Boone’s experience was enough to prompt her to gather ecotoxicology colleagues and pen a report on the EPA’s regulatory process for chemicals—and not just Atrazine. The report, published Wednesday, is an interrogation of what the authors call the many “clear conflicts of interest” permitted in the EPA’s rule-making process.
For example, the EPA “works with industry to establish the methodology and experimental design for studies,” because “complexity and logistics of these designs can make them prohibitively expensive for researchers outside of industry, often leaving industry as the only entity that can afford to conduct the research to the USEPA’s specifications or that is knowledgeable of the requirements. Therefore, all or most of the data used in risk assessments may come from industry-supplied research, despite clear [conflicts of interest],” the paper reads.

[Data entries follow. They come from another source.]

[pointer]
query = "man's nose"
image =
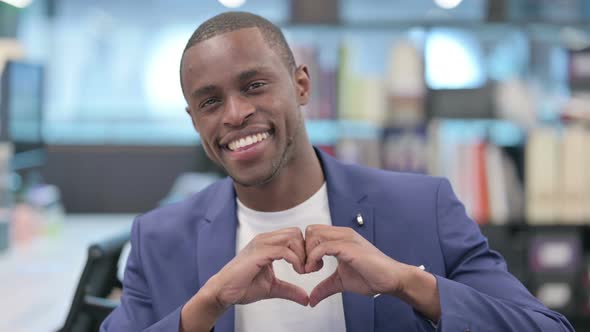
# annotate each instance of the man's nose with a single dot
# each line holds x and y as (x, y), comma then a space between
(237, 110)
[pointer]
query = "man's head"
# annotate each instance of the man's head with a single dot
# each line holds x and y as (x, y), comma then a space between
(231, 21)
(244, 93)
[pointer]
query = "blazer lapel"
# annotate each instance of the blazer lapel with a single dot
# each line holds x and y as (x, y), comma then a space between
(216, 242)
(346, 204)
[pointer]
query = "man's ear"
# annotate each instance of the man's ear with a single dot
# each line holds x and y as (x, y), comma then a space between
(303, 84)
(190, 114)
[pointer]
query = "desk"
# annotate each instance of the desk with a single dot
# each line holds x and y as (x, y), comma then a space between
(38, 279)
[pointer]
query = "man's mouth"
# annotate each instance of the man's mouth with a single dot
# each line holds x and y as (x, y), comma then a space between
(246, 142)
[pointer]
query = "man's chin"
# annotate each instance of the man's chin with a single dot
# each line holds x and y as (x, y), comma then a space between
(252, 182)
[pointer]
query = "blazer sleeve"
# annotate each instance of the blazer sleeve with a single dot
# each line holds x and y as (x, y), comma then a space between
(135, 311)
(478, 293)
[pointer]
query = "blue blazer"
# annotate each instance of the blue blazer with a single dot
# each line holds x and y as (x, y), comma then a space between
(414, 219)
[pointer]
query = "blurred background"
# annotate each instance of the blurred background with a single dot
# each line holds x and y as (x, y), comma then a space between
(493, 94)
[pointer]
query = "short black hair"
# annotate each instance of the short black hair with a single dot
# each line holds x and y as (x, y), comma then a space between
(230, 21)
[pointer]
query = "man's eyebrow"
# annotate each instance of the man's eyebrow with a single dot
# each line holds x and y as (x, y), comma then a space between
(250, 73)
(207, 89)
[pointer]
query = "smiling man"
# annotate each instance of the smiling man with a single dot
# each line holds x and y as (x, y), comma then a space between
(294, 240)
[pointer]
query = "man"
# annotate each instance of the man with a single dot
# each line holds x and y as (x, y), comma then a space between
(294, 240)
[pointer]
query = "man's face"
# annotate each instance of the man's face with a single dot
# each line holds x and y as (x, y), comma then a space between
(244, 102)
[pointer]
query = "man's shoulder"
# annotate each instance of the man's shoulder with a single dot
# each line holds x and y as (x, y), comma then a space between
(390, 180)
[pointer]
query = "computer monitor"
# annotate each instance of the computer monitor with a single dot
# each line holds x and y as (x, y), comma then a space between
(21, 113)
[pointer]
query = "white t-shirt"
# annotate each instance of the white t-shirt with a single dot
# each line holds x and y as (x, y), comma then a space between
(278, 315)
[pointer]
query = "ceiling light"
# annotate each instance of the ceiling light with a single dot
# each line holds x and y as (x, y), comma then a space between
(232, 3)
(448, 4)
(18, 3)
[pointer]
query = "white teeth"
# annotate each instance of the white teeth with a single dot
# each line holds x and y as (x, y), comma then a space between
(245, 141)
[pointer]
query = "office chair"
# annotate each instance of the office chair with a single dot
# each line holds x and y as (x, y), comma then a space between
(90, 305)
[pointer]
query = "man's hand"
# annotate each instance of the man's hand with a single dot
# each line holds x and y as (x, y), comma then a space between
(362, 268)
(247, 278)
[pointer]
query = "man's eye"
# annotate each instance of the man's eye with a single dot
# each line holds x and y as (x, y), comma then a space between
(209, 102)
(255, 85)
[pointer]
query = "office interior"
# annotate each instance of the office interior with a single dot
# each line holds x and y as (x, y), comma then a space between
(492, 94)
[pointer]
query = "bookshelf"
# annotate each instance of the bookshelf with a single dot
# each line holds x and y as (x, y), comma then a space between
(479, 135)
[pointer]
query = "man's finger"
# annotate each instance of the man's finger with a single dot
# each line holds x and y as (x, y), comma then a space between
(274, 253)
(291, 238)
(317, 234)
(326, 288)
(314, 260)
(284, 290)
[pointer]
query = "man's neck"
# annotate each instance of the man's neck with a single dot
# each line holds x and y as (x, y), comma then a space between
(295, 183)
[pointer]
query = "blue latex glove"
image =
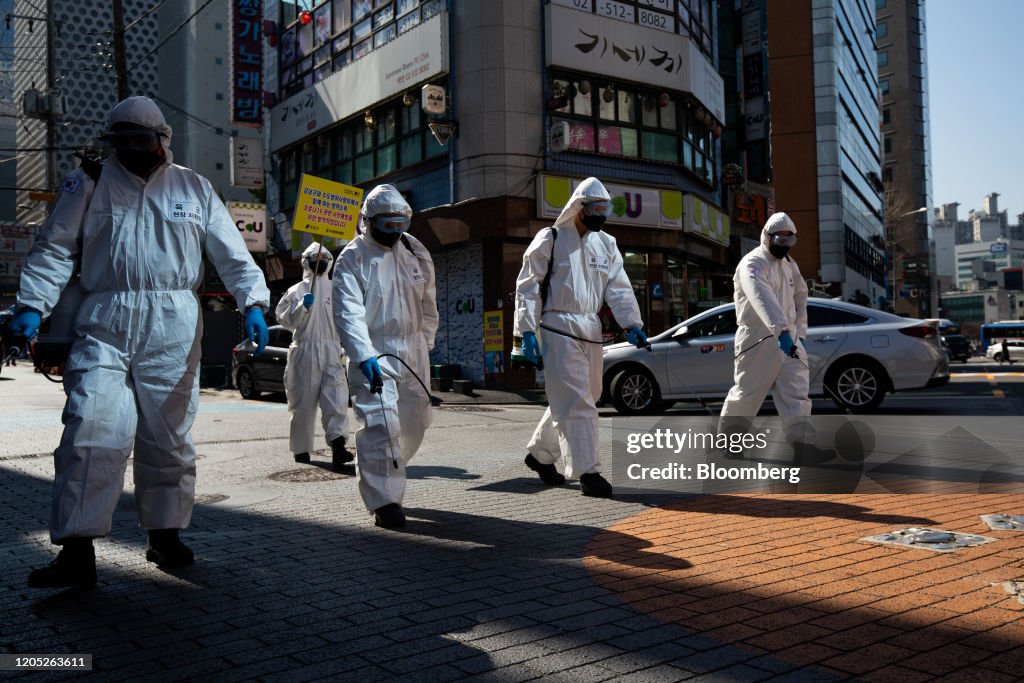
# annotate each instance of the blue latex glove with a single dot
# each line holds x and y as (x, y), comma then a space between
(25, 324)
(530, 349)
(785, 343)
(370, 367)
(636, 337)
(256, 329)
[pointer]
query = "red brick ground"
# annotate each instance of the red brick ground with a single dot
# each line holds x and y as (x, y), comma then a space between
(784, 574)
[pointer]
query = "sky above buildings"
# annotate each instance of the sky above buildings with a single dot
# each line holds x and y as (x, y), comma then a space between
(977, 102)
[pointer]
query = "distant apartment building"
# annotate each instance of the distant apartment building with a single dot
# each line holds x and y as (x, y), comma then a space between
(978, 263)
(948, 231)
(900, 44)
(989, 223)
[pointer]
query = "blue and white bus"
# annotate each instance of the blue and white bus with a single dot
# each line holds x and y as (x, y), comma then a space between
(995, 332)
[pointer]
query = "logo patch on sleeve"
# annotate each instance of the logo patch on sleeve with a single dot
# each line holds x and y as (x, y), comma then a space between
(183, 210)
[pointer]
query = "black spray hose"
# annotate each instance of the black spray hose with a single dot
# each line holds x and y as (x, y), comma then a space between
(434, 400)
(377, 387)
(588, 341)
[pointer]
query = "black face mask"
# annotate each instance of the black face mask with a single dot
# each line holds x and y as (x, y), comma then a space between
(386, 239)
(139, 163)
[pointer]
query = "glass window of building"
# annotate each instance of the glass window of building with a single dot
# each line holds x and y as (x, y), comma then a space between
(354, 153)
(341, 32)
(628, 121)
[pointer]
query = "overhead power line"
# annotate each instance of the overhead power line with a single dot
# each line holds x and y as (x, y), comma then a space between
(146, 13)
(171, 35)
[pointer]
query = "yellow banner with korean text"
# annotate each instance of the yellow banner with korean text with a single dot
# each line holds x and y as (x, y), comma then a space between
(327, 208)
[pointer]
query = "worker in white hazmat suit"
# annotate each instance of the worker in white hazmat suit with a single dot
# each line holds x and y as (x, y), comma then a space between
(314, 375)
(586, 269)
(771, 313)
(385, 303)
(132, 375)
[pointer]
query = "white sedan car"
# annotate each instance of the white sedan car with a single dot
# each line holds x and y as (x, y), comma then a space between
(857, 355)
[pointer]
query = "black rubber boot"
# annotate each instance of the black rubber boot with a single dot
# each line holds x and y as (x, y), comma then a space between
(167, 550)
(389, 516)
(339, 454)
(74, 565)
(548, 473)
(595, 485)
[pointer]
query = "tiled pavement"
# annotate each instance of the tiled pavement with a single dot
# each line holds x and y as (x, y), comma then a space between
(499, 579)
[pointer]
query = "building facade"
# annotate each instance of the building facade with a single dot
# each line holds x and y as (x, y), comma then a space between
(825, 141)
(901, 53)
(540, 95)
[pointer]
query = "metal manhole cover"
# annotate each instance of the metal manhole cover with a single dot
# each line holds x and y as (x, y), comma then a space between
(1000, 522)
(203, 499)
(471, 409)
(308, 474)
(930, 539)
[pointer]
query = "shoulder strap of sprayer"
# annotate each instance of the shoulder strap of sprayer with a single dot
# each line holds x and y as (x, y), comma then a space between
(546, 283)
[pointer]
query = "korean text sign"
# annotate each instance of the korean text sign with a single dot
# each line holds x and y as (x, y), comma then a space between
(327, 208)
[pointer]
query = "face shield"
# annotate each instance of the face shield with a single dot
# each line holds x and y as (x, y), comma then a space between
(141, 139)
(594, 213)
(390, 223)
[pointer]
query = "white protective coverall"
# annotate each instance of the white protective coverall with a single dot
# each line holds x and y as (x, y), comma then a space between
(385, 302)
(770, 296)
(585, 271)
(132, 375)
(314, 374)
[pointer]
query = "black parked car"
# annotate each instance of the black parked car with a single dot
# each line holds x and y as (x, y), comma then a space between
(957, 346)
(254, 375)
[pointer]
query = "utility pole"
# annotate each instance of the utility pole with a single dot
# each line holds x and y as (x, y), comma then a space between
(120, 62)
(53, 95)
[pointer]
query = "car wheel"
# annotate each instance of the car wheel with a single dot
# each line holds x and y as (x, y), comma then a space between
(634, 391)
(247, 384)
(856, 386)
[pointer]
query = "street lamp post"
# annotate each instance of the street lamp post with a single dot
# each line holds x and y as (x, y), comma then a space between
(892, 241)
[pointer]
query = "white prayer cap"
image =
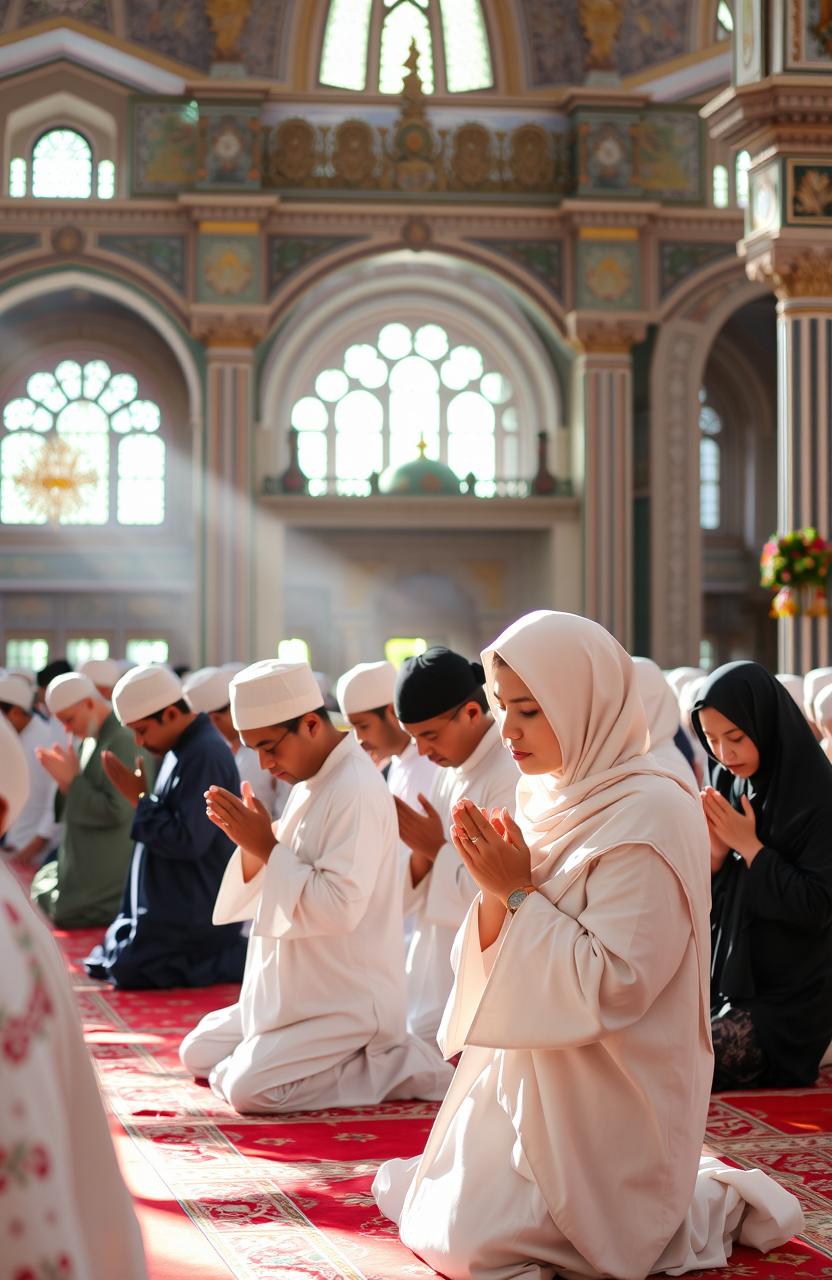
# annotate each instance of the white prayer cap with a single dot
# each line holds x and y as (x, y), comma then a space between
(365, 688)
(64, 691)
(17, 691)
(812, 685)
(273, 691)
(823, 709)
(792, 685)
(206, 690)
(14, 773)
(145, 690)
(101, 671)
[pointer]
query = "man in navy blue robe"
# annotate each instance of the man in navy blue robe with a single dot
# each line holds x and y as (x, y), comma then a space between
(164, 936)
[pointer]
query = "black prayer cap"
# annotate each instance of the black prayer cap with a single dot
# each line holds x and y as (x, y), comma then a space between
(58, 667)
(435, 681)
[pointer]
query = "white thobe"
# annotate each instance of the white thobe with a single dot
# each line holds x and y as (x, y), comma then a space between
(606, 1008)
(65, 1211)
(320, 1018)
(39, 812)
(440, 900)
(273, 792)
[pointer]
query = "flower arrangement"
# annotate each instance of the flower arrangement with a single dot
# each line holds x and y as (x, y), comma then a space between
(795, 566)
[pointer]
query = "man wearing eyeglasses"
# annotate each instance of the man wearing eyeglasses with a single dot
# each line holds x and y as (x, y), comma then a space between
(440, 703)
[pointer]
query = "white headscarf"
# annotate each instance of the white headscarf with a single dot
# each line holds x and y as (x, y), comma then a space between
(609, 790)
(662, 712)
(813, 684)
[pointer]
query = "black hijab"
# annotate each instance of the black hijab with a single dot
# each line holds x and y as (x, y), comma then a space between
(794, 780)
(791, 796)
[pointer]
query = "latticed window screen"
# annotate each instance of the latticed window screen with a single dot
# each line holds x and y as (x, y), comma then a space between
(402, 384)
(709, 465)
(352, 26)
(114, 432)
(62, 167)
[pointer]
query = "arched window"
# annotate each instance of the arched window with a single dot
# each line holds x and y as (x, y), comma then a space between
(741, 178)
(63, 167)
(725, 21)
(720, 186)
(85, 430)
(362, 36)
(398, 387)
(709, 465)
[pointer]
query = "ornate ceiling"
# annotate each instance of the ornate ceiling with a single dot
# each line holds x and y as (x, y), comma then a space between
(538, 44)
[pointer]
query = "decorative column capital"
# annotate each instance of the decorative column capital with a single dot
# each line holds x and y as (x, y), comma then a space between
(240, 330)
(593, 334)
(792, 272)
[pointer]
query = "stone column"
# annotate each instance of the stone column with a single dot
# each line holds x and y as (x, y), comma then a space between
(225, 498)
(803, 282)
(603, 434)
(781, 112)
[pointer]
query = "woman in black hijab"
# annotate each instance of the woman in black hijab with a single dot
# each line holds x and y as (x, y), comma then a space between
(769, 816)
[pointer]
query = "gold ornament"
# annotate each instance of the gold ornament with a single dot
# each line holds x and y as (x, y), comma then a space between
(55, 480)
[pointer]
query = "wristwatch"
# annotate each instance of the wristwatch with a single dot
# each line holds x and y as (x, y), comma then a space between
(519, 896)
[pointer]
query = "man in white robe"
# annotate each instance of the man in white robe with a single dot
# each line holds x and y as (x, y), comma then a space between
(365, 696)
(35, 832)
(208, 690)
(65, 1210)
(320, 1019)
(440, 702)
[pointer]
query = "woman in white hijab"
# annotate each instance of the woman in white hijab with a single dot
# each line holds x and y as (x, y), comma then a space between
(570, 1139)
(663, 721)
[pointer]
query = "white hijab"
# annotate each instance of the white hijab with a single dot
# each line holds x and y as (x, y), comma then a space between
(609, 790)
(814, 682)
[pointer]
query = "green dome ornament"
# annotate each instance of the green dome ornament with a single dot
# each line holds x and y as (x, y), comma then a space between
(424, 478)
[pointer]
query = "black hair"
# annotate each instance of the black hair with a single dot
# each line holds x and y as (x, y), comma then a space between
(292, 726)
(56, 667)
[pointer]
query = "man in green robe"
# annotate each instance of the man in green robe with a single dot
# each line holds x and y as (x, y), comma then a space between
(83, 887)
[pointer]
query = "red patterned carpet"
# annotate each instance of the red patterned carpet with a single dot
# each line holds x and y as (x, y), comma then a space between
(223, 1196)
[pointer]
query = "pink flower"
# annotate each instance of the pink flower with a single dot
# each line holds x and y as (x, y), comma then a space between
(16, 1041)
(39, 1161)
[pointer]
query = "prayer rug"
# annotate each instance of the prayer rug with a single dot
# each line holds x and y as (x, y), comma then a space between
(288, 1197)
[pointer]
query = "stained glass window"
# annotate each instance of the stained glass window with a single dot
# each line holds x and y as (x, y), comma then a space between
(720, 186)
(63, 168)
(81, 649)
(741, 178)
(725, 21)
(364, 35)
(400, 385)
(112, 435)
(141, 650)
(709, 465)
(62, 165)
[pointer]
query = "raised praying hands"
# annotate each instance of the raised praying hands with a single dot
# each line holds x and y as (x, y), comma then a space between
(60, 763)
(492, 848)
(730, 828)
(131, 782)
(247, 822)
(423, 833)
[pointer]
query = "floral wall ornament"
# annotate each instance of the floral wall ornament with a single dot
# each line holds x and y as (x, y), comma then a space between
(227, 18)
(55, 480)
(600, 21)
(795, 567)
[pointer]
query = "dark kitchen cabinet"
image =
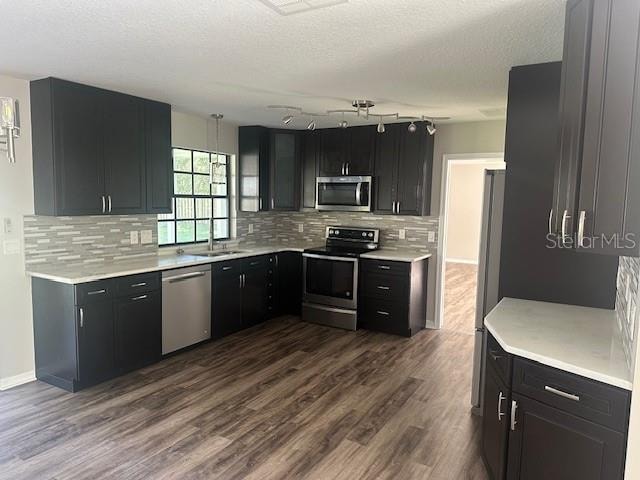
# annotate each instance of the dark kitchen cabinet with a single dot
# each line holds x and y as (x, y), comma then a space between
(530, 267)
(334, 148)
(403, 169)
(555, 445)
(284, 167)
(310, 152)
(597, 189)
(124, 153)
(91, 151)
(96, 339)
(159, 162)
(138, 330)
(495, 424)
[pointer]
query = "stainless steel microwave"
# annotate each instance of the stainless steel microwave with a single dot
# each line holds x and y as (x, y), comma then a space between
(352, 194)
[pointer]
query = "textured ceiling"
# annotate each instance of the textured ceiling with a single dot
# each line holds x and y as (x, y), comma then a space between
(432, 57)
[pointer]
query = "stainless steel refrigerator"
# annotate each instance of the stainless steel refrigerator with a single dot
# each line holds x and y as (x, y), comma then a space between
(488, 273)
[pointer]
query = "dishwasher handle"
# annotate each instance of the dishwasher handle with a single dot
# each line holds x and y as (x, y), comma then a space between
(185, 276)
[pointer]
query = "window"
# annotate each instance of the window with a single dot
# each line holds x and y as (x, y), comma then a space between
(200, 189)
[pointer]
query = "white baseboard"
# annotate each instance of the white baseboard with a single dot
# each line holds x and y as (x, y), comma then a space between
(461, 260)
(10, 382)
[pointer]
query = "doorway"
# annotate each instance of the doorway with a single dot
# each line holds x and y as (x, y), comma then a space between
(461, 219)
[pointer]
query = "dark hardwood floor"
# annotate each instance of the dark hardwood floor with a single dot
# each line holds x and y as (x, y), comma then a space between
(283, 400)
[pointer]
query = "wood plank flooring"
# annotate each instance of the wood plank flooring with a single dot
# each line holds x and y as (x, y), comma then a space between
(285, 399)
(461, 287)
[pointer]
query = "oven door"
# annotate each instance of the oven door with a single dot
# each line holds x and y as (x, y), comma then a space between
(343, 193)
(330, 280)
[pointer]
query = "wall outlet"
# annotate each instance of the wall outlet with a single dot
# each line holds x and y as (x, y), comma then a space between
(146, 237)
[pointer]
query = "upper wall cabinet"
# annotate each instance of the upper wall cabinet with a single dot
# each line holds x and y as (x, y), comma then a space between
(596, 205)
(403, 170)
(99, 152)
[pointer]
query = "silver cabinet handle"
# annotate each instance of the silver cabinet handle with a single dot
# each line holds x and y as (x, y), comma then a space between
(581, 220)
(565, 217)
(562, 394)
(501, 398)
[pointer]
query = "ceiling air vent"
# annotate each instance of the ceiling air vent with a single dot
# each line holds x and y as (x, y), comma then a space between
(291, 7)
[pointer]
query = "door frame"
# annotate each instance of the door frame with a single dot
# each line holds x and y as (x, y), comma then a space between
(448, 160)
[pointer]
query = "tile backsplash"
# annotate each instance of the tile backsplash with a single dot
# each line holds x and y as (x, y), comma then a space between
(626, 305)
(92, 239)
(284, 228)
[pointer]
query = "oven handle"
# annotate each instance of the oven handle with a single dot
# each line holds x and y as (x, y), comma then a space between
(328, 257)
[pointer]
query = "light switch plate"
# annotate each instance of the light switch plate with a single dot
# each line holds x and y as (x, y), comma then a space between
(11, 247)
(146, 237)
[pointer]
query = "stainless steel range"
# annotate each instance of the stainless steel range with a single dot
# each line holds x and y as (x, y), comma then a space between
(331, 276)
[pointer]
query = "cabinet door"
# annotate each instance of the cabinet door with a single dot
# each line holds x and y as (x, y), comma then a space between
(495, 424)
(283, 163)
(124, 153)
(333, 151)
(609, 199)
(361, 151)
(78, 144)
(138, 330)
(414, 171)
(255, 296)
(385, 183)
(96, 342)
(253, 169)
(551, 444)
(310, 154)
(159, 174)
(226, 303)
(572, 99)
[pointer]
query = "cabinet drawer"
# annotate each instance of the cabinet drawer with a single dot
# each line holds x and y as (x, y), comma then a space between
(501, 361)
(384, 316)
(229, 266)
(594, 401)
(94, 291)
(383, 266)
(146, 282)
(387, 287)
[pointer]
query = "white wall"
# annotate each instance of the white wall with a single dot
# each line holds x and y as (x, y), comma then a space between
(16, 200)
(464, 216)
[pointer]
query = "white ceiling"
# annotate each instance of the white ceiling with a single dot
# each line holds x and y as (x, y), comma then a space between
(431, 57)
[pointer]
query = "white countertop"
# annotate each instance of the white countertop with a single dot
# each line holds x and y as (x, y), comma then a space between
(397, 255)
(580, 340)
(90, 272)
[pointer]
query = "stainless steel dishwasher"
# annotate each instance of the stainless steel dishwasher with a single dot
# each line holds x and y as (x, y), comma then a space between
(186, 307)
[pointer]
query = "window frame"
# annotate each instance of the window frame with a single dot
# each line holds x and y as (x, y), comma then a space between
(193, 196)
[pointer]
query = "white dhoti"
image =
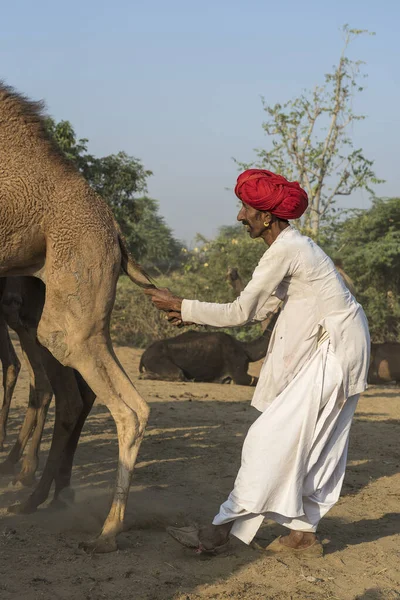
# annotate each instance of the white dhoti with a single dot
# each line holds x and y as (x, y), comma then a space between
(294, 455)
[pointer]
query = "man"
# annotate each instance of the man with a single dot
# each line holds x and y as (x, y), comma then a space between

In a formal review of the case of Atrazine’s reassessment, the authors found that “the best predictor of whether the herbicide Atrazine had significant biological effects in a study was the funding source.” If the study was funded by Syngenta, it had “a greater likelihood of finding no effect or only small effects” caused by the chemical. The same holds true for industry-funded studies of the controversial plastic additive bisphenol A, as well as studies of various pharmaceutical products, according to the paper.
The EPA’s final conclusion on what levels of Atrazine can be considered “safe” are not due until 2016. In the meantime, Boone hopes that the agency will take a “weight-of-evidence” approach to Atrazine, and include the warnings embedded in many of the other studies they initially rejected.
“It isn’t that I think Atrazine should definitely be banned or used. That’s beyond the data; people have to evaluate a lot of different things, like socioeconomic impact. But there are a lot of studies that suggest Atrazine can affect reproductive endpoints, and we need to figure that out,” Boone says. “They’re not asking those questions.”